Traceback (most recent call last): File "", line 1, in File "/Users/darylgohl/opt/anaconda3/envs/py39/lib/python3.9/site-packages/remora/io.py", line 1570, in from_pod5_and_alignment read.add_alignment(alignment_record, reverse_signal=reverse_signal) File "/Users/darylgohl/opt/anaconda3/envs/py39/lib/python3.9/site-packages/remora/io.py", line 1540, in add_alignment self.ref_to_signal = DC.compute_ref_to_signal( File "/Users/darylgohl/opt/anaconda3/envs/py39/lib/python3.9/site-packages/remora/data_chunks.py", line 108, in compute_ref_to_signal assert query_to_signal.size == ref_to_read_knots[-1].astype(int) + 1, ( AttributeError: 'NoneType' object has no attribute 'size'

It looks like the bam_read and pod5_read variables both have content:

print(bam_read) e11ab16a-d020-46ca-8046-5dbfdf80df95 16 #0 10 42 30M CTCGCGAATATTATACGACTCACTATAGGG array('B', [3, 4, 6, 7, 8, 10, 18, 20, 19, 18, 17, 15, 16, 15, 16, 16, 24, 32, 32, 31, 26, 25, 25, 25, 23, 21, 24, 25, 27, 30])[('AS', -2), ('XN', 0), ('XM', 1), ('XO', 0), ('XG', 0), ('NM', 1), ('MD', '1C28'), ('YT', 'UU'), ('BC', 'runid=352b35ebabd48290feb1a53428bd978d57137874 read=16 ch=347 start_time=2023-07-19T12:13:28.772349-05:00 flow_cell_id=FAW88667 protocol_group_id=230719_FAW88667_Unmodified sample_id=230719_FAW88667_Unmodified barcode=barcode01 barcode_alias=barcode01 parent_read_id=e11ab16a-d020-46ca-8046-5dbfdf80df95 basecall_model_version_id=dna_r10.4.1_e8.2_5khz_400bps_hac@v4.2.0')]

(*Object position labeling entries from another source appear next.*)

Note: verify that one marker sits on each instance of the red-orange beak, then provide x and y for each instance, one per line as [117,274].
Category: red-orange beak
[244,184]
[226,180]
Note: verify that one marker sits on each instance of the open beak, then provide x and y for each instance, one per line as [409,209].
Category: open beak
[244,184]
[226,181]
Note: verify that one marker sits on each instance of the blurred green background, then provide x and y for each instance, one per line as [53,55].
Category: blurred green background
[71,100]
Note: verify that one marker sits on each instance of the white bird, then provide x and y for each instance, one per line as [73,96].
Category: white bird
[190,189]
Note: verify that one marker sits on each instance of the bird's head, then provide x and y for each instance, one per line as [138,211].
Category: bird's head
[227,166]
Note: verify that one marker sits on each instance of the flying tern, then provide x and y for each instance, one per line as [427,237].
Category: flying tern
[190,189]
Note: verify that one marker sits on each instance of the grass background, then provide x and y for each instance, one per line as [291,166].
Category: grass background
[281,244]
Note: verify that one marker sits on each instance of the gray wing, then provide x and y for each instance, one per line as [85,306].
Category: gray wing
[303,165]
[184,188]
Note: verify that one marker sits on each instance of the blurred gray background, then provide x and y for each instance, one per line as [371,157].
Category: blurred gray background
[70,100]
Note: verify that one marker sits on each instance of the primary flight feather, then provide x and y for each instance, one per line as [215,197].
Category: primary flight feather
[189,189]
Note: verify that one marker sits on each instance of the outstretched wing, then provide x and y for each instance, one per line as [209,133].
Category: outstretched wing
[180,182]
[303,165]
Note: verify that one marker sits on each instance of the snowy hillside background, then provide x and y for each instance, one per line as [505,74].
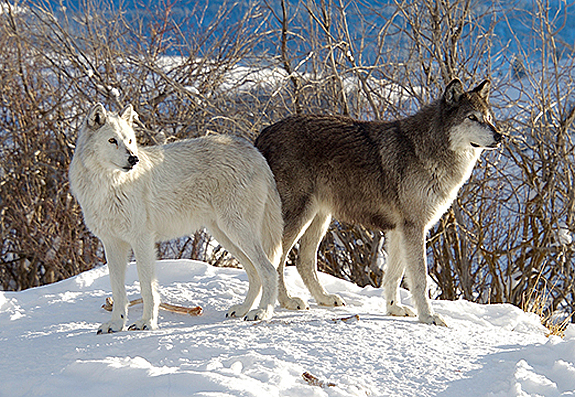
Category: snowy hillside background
[50,348]
[193,68]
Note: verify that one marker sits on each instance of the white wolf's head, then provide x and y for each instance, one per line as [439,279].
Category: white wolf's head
[468,117]
[109,139]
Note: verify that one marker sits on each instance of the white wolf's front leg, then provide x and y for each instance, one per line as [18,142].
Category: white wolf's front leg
[116,256]
[146,262]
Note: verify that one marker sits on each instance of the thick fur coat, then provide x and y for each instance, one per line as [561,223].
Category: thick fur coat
[134,196]
[398,177]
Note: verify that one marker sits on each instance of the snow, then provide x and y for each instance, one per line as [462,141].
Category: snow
[49,345]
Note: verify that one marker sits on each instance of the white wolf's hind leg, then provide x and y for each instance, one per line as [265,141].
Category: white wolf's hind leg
[393,275]
[117,257]
[286,301]
[146,264]
[255,285]
[307,264]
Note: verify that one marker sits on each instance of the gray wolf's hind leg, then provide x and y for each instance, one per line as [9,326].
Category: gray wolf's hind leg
[307,264]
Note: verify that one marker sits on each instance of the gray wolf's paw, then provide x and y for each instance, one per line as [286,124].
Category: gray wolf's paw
[331,300]
[400,311]
[111,327]
[143,325]
[434,319]
[259,314]
[237,311]
[294,304]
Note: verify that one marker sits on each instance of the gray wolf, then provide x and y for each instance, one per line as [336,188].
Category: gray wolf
[134,196]
[398,177]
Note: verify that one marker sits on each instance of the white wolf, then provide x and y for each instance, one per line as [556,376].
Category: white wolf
[134,196]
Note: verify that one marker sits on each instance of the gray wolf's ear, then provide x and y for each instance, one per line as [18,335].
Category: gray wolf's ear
[128,114]
[483,89]
[96,116]
[453,92]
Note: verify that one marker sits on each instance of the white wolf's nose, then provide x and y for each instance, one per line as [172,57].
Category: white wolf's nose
[133,160]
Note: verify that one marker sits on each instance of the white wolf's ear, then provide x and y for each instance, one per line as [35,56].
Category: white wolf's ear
[97,116]
[483,89]
[453,92]
[128,114]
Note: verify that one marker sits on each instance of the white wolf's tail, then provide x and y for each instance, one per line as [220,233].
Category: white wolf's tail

pod5_read.signal array([495, 496, 476, ..., 313, 298, 461], dtype=int16) len(pod5_read.signal) 3214

Do you have any advice on how to resolve this error?

marcus1487 commented 1 year ago

This error will be more helpful in the next release, but the reads need the MD tag to extract the reference sequence. You can use samtools calmd to add the tags.

darylgohl commented 1 year ago

Thanks, the reads have MD tags (it looks like they were already there in the original mapping, but I also ran calmd on the bam files). Here is what is read into remora for the first bam read: e11ab16a-d020-46ca-8046-5dbfdf80df95 16 #0 10 42 30M CTCGCGAATATTATACGACTCACTATAGGG array('B', [3, 4, 6, 7, 8, 10, 18, 20, 19, 18, 17, 15, 16, 15, 16, 16, 24, 32, 32, 31, 26, 25, 25, 25, 23, 21, 24, 25, 27, 30])[('AS', -2), ('XN', 0), ('XM', 1), ('XO', 0), ('XG', 0), ('NM', 1), ('MD', '1C28'), ('YT', 'UU'), ('BC', 'runid=352b35ebabd48290feb1a53428bd978d57137874 read=16 ch=347 start_time=2023-07-19T12:13:28.772349-05:00 flow_cell_id=FAW88667 protocol_group_id=230719_FAW88667_Unmodified sample_id=230719_FAW88667_Unmodified barcode=barcode01 barcode_alias=barcode01 parent_read_id=e11ab16a-d020-46ca-8046-5dbfdf80df95 basecall_model_version_id=dna_r10.4.1_e8.2_5khz_400bps_hac@v4.2.0')]

However, I am still getting the same error message when running io_read = io.Read.from_pod5_and_alignment(pod5_read, bam_read).

marcus1487 commented 1 year ago

Ah. It appears that the move table tag mv is not in this read. This needs to be output by the basecaller and transferred through the mapping software (with minimap2 this is the -y flag; not sure if bowtie2 has this option). It is likely possible to transfer this tag over, but this is certainly not a simple operation.

That will also lead to this error. As I noted we will be improving the error text in these settings in the next release, but hopefully this helps you.

darylgohl commented 1 year ago

Just a quick update here. I was able to get this data into Remora by redoing the basecalling with guppy to generate an unmapped BAM file with the move table data (my initial output from the GridION did not have this, just fastq and pod5 files). I then used bowtie2 with the --preserve-tags option to directly map the uBAM file to my reference.

marcus1487 commented 1 year ago

Great! If any issues do arise, do not hesitate to re-open this issue.